Seven architects from around the globe have teamed up to give one small Austrian town a de facto architectural bus tour, each designing one bus stop shelter for a project called (wait for it) BUS:STOP. Models for this septuplicated design bonanza were released last fall, and boy, oh, boy, did forest-obsessed Japanese architect Sou Fujimoto's entry (↑) draw out the classic "I can't believe these so-called architects can get away with designing things that are so functionless" response. Incredulous philistines take heart; the rest of the shelters are in fact shelters in the traditional sense of keeping the elements at bay. That being said, they still up the "WOW! Factor" of the roadsides in the rural enclave of Krumbach quite a bit. Did Fujimoto and co. just turn this place into the Marfa, Texas of Central Europe?

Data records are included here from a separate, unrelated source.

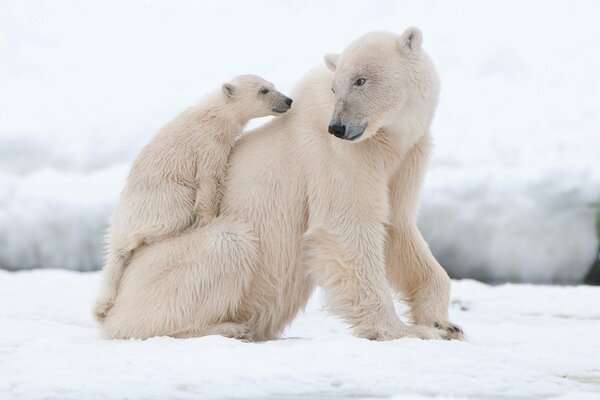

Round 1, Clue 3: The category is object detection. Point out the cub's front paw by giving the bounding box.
[191,214,215,230]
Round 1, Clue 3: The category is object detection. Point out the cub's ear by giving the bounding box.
[222,83,235,99]
[324,53,340,72]
[398,26,423,54]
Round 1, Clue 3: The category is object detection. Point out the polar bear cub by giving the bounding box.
[93,75,292,322]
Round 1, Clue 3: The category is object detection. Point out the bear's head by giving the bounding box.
[324,27,440,143]
[222,75,293,121]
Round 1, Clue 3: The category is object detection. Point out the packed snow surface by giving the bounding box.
[0,270,599,399]
[1,0,599,281]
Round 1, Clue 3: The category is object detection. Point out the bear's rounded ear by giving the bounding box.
[222,83,235,99]
[324,53,340,72]
[398,27,423,54]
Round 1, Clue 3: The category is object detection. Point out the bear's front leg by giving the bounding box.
[385,224,463,340]
[386,134,463,339]
[303,228,445,341]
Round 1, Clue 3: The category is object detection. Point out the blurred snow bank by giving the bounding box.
[422,164,600,283]
[0,166,127,271]
[0,162,598,283]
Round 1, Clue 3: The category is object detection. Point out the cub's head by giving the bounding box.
[324,27,439,142]
[222,75,292,120]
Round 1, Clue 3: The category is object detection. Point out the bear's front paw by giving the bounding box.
[361,323,446,341]
[432,320,464,340]
[413,313,464,340]
[401,325,447,340]
[221,324,253,341]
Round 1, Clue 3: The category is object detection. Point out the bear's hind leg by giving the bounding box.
[100,217,260,340]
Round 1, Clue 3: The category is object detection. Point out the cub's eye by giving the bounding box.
[260,88,269,94]
[331,87,335,94]
[355,78,366,86]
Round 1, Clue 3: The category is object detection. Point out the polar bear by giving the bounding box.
[99,28,463,341]
[92,75,292,322]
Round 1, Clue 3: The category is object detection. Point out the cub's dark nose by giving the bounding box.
[328,124,346,138]
[284,97,293,107]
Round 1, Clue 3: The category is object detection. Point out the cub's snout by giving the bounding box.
[273,95,293,113]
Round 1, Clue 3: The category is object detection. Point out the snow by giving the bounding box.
[1,269,599,399]
[1,0,599,281]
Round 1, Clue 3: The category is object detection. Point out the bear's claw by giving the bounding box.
[432,321,464,340]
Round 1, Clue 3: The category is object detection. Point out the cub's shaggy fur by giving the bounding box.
[93,75,291,322]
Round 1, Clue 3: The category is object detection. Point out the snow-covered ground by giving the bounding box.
[1,0,599,281]
[1,269,599,399]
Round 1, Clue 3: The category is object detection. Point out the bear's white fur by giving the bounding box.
[99,28,463,341]
[92,75,291,322]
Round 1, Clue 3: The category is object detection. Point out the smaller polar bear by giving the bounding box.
[93,75,292,322]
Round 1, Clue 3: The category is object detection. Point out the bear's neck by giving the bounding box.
[379,117,428,157]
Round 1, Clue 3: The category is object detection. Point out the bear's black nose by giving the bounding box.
[285,97,293,107]
[328,124,346,138]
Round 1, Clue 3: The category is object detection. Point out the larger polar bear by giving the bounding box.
[100,28,463,341]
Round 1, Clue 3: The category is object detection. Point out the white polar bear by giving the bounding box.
[92,75,292,322]
[99,28,463,341]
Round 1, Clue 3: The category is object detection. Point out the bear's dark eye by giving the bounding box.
[331,87,335,94]
[260,88,269,94]
[355,78,366,86]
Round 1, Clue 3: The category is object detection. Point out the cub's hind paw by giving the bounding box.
[92,298,114,323]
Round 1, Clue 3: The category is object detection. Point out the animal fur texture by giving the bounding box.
[98,28,463,341]
[92,75,292,322]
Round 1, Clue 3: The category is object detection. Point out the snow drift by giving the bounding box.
[1,270,599,399]
[1,163,598,284]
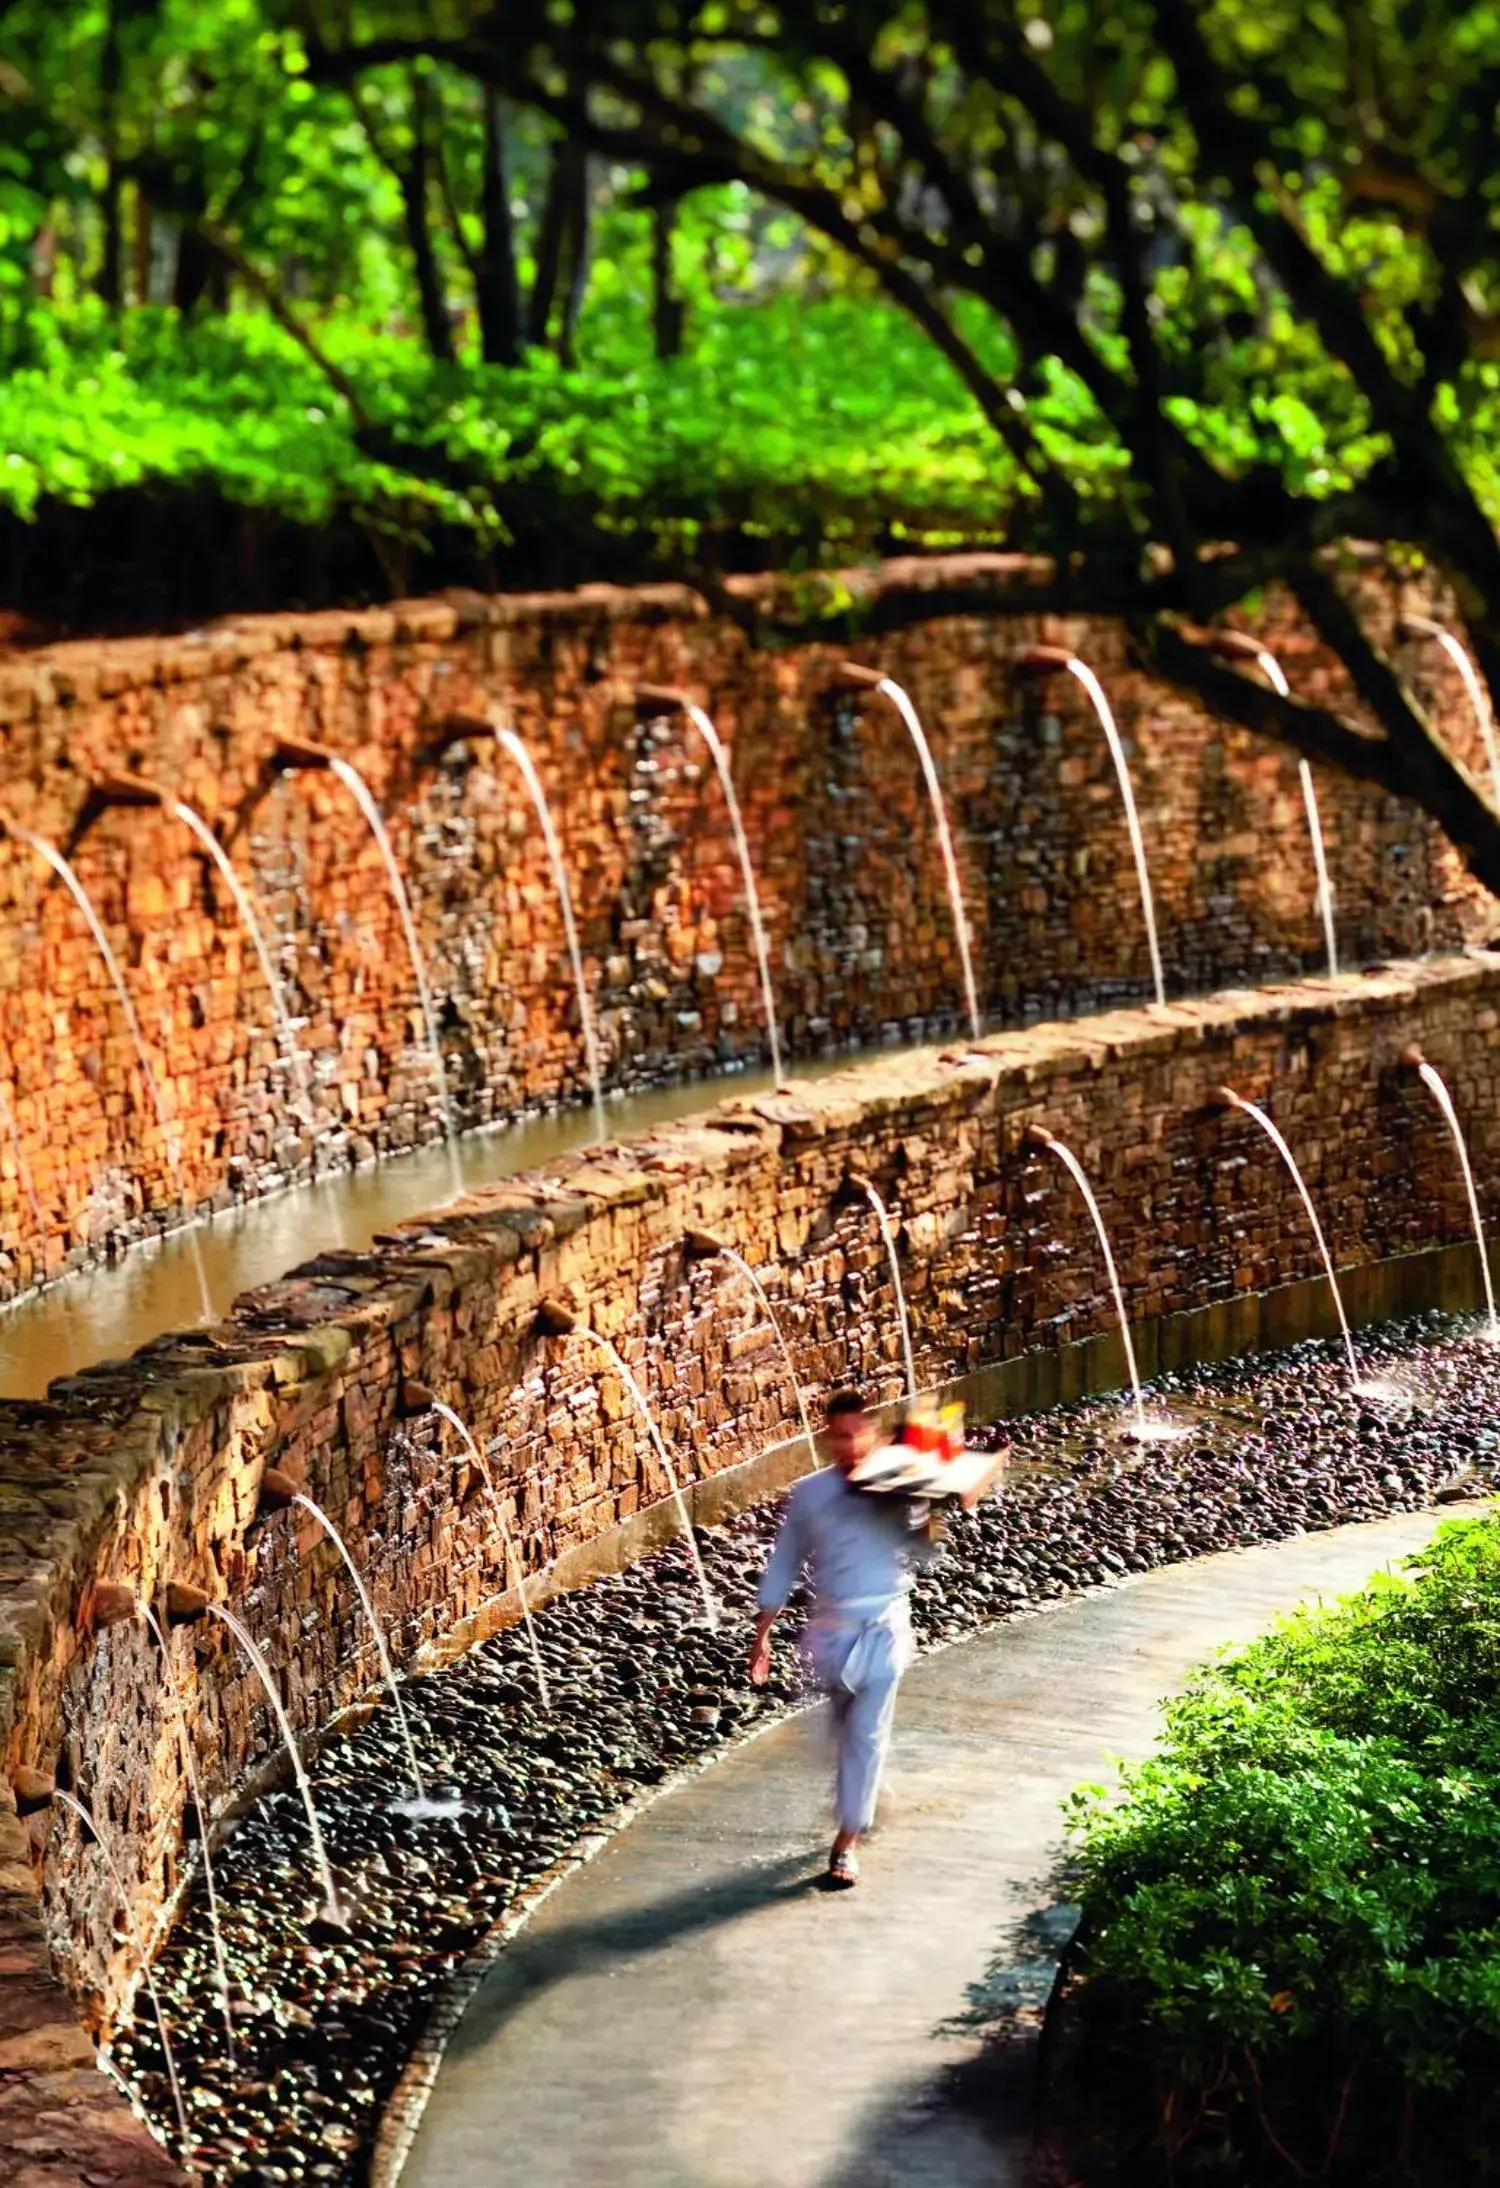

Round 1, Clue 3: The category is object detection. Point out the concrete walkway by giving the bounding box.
[400,1509,1469,2188]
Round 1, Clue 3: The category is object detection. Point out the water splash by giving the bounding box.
[861,1180,917,1401]
[869,678,982,1040]
[1216,1088,1363,1389]
[1404,613,1500,809]
[137,1602,235,2064]
[1242,646,1338,978]
[491,727,606,1143]
[324,756,461,1196]
[170,801,308,1098]
[681,703,786,1084]
[50,1789,190,2148]
[1409,1056,1498,1339]
[429,1396,552,1711]
[204,1601,344,1922]
[1027,1129,1162,1438]
[1059,659,1166,1008]
[697,1239,818,1468]
[563,1326,719,1629]
[289,1493,426,1802]
[3,821,213,1322]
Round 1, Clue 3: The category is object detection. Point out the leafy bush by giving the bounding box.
[1064,1511,1500,2183]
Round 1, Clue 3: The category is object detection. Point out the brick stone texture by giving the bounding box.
[3,948,1500,2139]
[0,559,1490,1303]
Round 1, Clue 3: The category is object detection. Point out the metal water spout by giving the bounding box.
[541,1299,719,1629]
[274,738,460,1190]
[1400,615,1500,809]
[684,1228,819,1467]
[0,810,214,1323]
[434,712,607,1142]
[83,774,307,1094]
[1401,1044,1499,1339]
[48,1788,192,2150]
[833,663,983,1040]
[1205,633,1338,978]
[1015,646,1166,1007]
[637,686,787,1086]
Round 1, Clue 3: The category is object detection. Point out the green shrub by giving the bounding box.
[1065,1511,1500,2181]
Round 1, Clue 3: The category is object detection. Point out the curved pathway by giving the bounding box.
[399,1507,1475,2188]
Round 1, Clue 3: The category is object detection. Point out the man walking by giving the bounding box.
[749,1388,1002,1889]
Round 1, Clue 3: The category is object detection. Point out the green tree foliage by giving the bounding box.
[1066,1510,1500,2181]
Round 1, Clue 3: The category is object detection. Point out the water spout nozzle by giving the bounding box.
[1021,1122,1056,1151]
[832,661,885,691]
[93,772,168,810]
[1205,630,1267,664]
[1206,1084,1241,1113]
[636,683,690,713]
[537,1296,584,1337]
[87,1583,141,1632]
[1013,644,1075,679]
[1400,1043,1426,1071]
[12,1767,55,1814]
[429,710,500,758]
[684,1228,728,1259]
[163,1582,210,1627]
[258,1466,300,1511]
[400,1377,436,1416]
[272,737,338,773]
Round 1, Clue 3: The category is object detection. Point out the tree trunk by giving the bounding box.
[527,137,569,348]
[98,4,123,306]
[651,199,685,360]
[174,223,218,313]
[400,70,455,363]
[474,87,522,366]
[133,185,152,304]
[556,138,590,367]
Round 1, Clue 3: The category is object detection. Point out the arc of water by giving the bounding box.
[50,1790,191,2149]
[1243,647,1339,978]
[1028,1131,1146,1433]
[1059,659,1166,1008]
[1410,1056,1499,1339]
[1404,613,1500,810]
[3,822,214,1322]
[1216,1088,1362,1386]
[323,756,461,1194]
[428,1397,552,1710]
[490,727,606,1144]
[861,1180,918,1402]
[863,677,982,1041]
[564,1326,719,1629]
[679,703,785,1085]
[169,802,308,1097]
[705,1243,819,1470]
[204,1601,343,1922]
[137,1603,235,2065]
[289,1494,425,1799]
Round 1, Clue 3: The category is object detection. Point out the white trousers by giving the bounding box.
[803,1599,914,1835]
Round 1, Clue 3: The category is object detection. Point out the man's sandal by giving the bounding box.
[826,1844,860,1890]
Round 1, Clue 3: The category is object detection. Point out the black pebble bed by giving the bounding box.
[107,1311,1500,2185]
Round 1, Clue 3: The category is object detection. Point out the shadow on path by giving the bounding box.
[440,1848,821,2069]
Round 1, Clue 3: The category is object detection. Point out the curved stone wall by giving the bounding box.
[0,560,1490,1303]
[3,951,1500,2185]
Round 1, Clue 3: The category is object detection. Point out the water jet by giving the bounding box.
[834,663,982,1039]
[1013,648,1165,1006]
[638,686,787,1085]
[1400,1044,1498,1339]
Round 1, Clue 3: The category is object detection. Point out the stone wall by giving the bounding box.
[0,560,1490,1303]
[3,946,1500,2159]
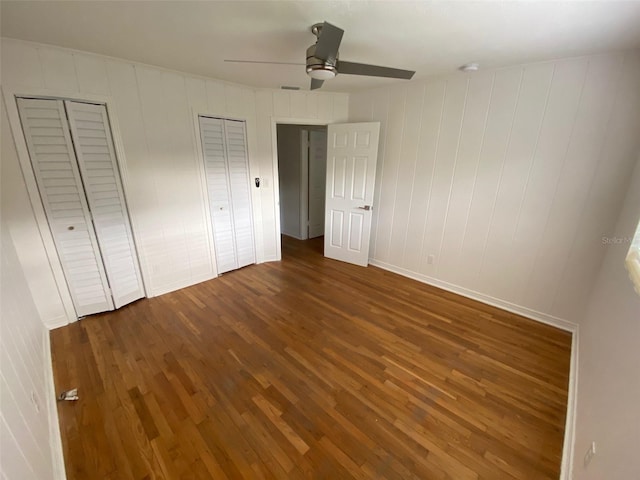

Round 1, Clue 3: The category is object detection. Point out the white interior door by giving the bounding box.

↑ The Ensamble Studio entry was once described as a "Flintstones bus shelter" lacking only a "brontosaurus pulling up and saying something like 'it's a living.'" In actuality, it's based on the dry-stacked wood plank technique used to build barns in the region, "resulting in a low-res construction process that can crystallize in many forms, ambiguous between the sculptural and the inhabitable," and that role could also be filled by a stegosaurus.
↑ This neat little thing by Chilean architect Smiljan Radic was designed to express the "domesticity" of the fact that the urban exteriors of Krumbach "seem to be the natural extension of small, protected interior spaces" while also creating the "feeling of familiar estrangement." Also, it has a birdhouse!
↑ In coming up with this piece of origami, the designers at Architecten de Vylder Vinck Taillieu hope to answer the question of "how it is possible that a simple idea of a roof originates from a constantly re-occurring vision of a Sol Lewitt drawing and how that drawing was once positioned between doorbells and a light switch and how then, at one moment in the month of April, between winter and spring, white and colour made that drawing appear completely different and how then a bus stop had to be invented in that month of April." How indeed! Design Boom has the full set of entries.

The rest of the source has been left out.